消沈
ノエルは馬車に揺られながらぼんやりと外を眺めていた。
その顔は酷く暗い。夜にほとんど眠れていないから目の下に濃い隈があり、食事も摂る量が極端に減ったものだからやつれて、全体的にくたびれた雰囲気を放っていた。
フタバの消息不明の報せを聞いた後、ノギリアからすぐさま捜索隊を派遣した。しかし、結果は芳しくなく、それどころか彼らが持ち帰った話に寄ると、フタバは王を慕っており嫁ぐ日を心待ちにしていたと聞いたという。なんでも、フタバが自ら滝に身を投げたのではないかというもっぱらの噂だったらしい。
結果的に自分が想いを寄せていた娘を追い詰めたと知って、ノエルは酷い罪悪感に苛まれていた。
笑っていてほしかった。幸せにしてやりたかった。
その気持ちに嘘はなかったのに、自分が先走ったせいで彼女の望む未来はなくなってしまったのだ。
悔やんでも悔やみきれるものではない。
そんな、今や病弱な末の姫よりもずっと病人らしくなってしまったノエルを見かねた兄がしばらく城を離れて田舎で療養するように勧めてきたのである。ノエルにはもうそれを断るような気力も無く、流されるままに頷いていた。

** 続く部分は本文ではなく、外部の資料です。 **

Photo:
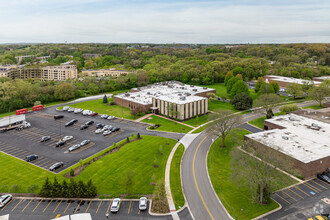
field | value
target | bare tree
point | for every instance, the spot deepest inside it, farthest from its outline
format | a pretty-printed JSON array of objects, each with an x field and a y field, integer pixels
[
  {"x": 225, "y": 121},
  {"x": 267, "y": 102}
]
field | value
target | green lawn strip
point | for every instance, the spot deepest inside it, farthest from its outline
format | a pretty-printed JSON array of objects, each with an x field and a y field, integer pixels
[
  {"x": 139, "y": 158},
  {"x": 315, "y": 107},
  {"x": 101, "y": 108},
  {"x": 167, "y": 125},
  {"x": 235, "y": 198},
  {"x": 175, "y": 178},
  {"x": 259, "y": 122}
]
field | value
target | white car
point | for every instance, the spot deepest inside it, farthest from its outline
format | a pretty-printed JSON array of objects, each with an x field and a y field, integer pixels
[
  {"x": 115, "y": 205},
  {"x": 67, "y": 138},
  {"x": 5, "y": 199},
  {"x": 143, "y": 203}
]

行先は海辺の町、シーザリア。ノエルの母の生家である男爵家が領主を務めている町だ。町には質のいい薬を売る店があり、これまでも月に何度か妹の薬を買うために訪れていた。
しかし、まさか自分がその薬の世話になるかもしれないことになるだなんて。おかしくてノエルは久しぶりに笑った。
そうして窓から目を離すと、正面に顔を向ける。馬車の中には同乗者がいた。
「……レオン、すまないな。こんなところまでついてこさせて」
「気にすんなよ、給金はちゃんともらってるからよ。むしろ旅行できてラッキーって感じ?」
「そうならいいが」
「おう。俺、海の料理が好きだからありがたいよ。帰る頃には太ってるかもしれないな」
乳兄弟のレオンだ。彼は冗談交じりに笑って言って、ノエルが気に病まないようにしてくれる。

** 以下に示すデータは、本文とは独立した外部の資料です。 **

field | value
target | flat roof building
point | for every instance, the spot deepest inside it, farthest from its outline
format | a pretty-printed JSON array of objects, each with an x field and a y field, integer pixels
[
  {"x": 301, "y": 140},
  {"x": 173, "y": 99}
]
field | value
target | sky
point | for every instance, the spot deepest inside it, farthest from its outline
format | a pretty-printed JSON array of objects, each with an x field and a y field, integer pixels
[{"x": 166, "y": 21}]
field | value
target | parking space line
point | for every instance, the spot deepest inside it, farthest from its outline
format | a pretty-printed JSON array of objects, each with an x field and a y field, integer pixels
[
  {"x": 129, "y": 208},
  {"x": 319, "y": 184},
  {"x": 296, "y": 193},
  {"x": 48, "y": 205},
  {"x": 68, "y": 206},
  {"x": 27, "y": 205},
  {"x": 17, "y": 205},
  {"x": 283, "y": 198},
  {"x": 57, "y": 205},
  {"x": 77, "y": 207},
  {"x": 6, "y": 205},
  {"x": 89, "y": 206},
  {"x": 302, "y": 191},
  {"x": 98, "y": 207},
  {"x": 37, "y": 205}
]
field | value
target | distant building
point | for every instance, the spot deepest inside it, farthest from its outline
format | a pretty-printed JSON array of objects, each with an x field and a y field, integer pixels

その心遣いが辛くて、形だけ笑ってみせるとまた窓の外へ視線を移した。
ノエルの周りの人間はとても優しい。
しかし、今のノエルにはそれが苦しかった。いっそ、お前の軽はずみな行動のせいでこんなことになったのだと責め立ててくれればいくらかこの罪悪感も晴れたのに……、なんて恩知らずにも憎らしく思ってしまう。
それがまた自分を罪深いものへと落とす気がして、眠れるはずもないのにノエルは目を閉じた。
いっそ、これが全部夢だったらいいのにと思いながら。